Of Crowds and Cold
Today was the first really cold day of the season in Hanover. It's 6 degrees Farenheit outside, even at midday. I confess I carpooled with the rest of the Voxfamily for a short ride to work this morning. And the recent bout of freezing rain made the 45 minutes with the snowblower this week more challenging than usual. But I wouldn't want Hanover without the cold winters.
As much as the cold is uncomfortable, I've got a higher threshold for it than most people I've met. The cold keeps the place uncrowded. And it turns out that I've got a much lower threshold for crowds and congestion than most people I've met. So the rest of the world and I sort ourselves into communities where we each get relatively more of what we like and relatively less of what we don't like. And at important times, the fact that we were not in competition made us both better off. Consider, for example, what the prices we paid for our respective first homes might have been if we were all searching in the same market.
To tell the truth, I might even like it even ... colder.
5 comments:
But Andrew, the cold-haters have figured out a way around the weather...buy up a bunch of year-round houses, and only come up for 2 weeks in the summer!
I used to say that it would never get crowded up here (Strafford, VT) because it was too cold, but try leaving Centerra at 5:30pm...starting to remind me of Long Island.
Me too, and thus I wouldn't mind it a little bit ... colder.
But as long as the snowbirds pay their 52 weeks of property taxes for their 2 week stay, I'd say we're making out pretty well.

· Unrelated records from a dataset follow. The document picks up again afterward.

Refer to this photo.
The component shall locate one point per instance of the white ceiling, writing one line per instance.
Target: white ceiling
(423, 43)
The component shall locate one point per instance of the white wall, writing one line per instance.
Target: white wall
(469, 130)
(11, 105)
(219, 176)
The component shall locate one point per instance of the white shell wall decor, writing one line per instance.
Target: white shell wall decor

We've made some planning mistakes in the area, particularly in getting people from DHMC to Vermont without going through Hanover. I also thought that we endured a lot of traffic headaches on Wheelock Street and the Ledyard bridge a few years back for, essentially, no greater capacity. And that's why it's feeling like Long Island, I think.

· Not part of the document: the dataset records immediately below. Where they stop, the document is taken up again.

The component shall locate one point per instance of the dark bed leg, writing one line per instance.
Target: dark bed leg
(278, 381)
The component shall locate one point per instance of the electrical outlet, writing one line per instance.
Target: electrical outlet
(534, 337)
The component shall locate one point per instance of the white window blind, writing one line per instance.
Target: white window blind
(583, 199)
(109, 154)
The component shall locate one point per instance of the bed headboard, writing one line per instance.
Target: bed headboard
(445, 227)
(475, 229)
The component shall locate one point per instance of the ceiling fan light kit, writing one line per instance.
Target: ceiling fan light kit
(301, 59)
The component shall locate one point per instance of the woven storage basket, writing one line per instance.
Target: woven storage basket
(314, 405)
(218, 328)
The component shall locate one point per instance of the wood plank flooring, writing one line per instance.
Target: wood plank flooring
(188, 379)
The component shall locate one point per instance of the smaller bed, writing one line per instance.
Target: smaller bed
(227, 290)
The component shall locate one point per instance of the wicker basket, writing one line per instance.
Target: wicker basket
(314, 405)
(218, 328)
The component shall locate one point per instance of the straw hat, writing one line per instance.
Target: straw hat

Cold is an issue. So is snow. We bought our house in Grantham in August 2001. The woman we bought it from had put it on the market after the area was hit with a ton of snow in March '01. She'd had enough, and packed off to North Carolina.
Actually, Tim, in Vermont there is a major tax shift through the persistent rise of property values. The way we're structured, we pay an essentially flat fee per $1000 of valuation, which has doubled in 5 years. Then the state returns the "extra" (after siphoning off a bit) based on INCOME, not property value. So, I'm paying double, but my neighbor whose husband does not work, as seen about a 10% increase, for the same services. That's why we care more on this side of the river.
"the fact that we were not in competition made us both better off"
This is interesting. Reminds me of electrons in atoms. They tend to arrange themselves so they're the furthest possible from all other electrons in the same atom. I hate crowds too.
If you enjoy the cold, you may want to move up to Saskatchewan, Canada. I used to live there, around Regina. It sometimes fell to 60 Celsius below with windchill. You'd love it there...
Not too many people live there either.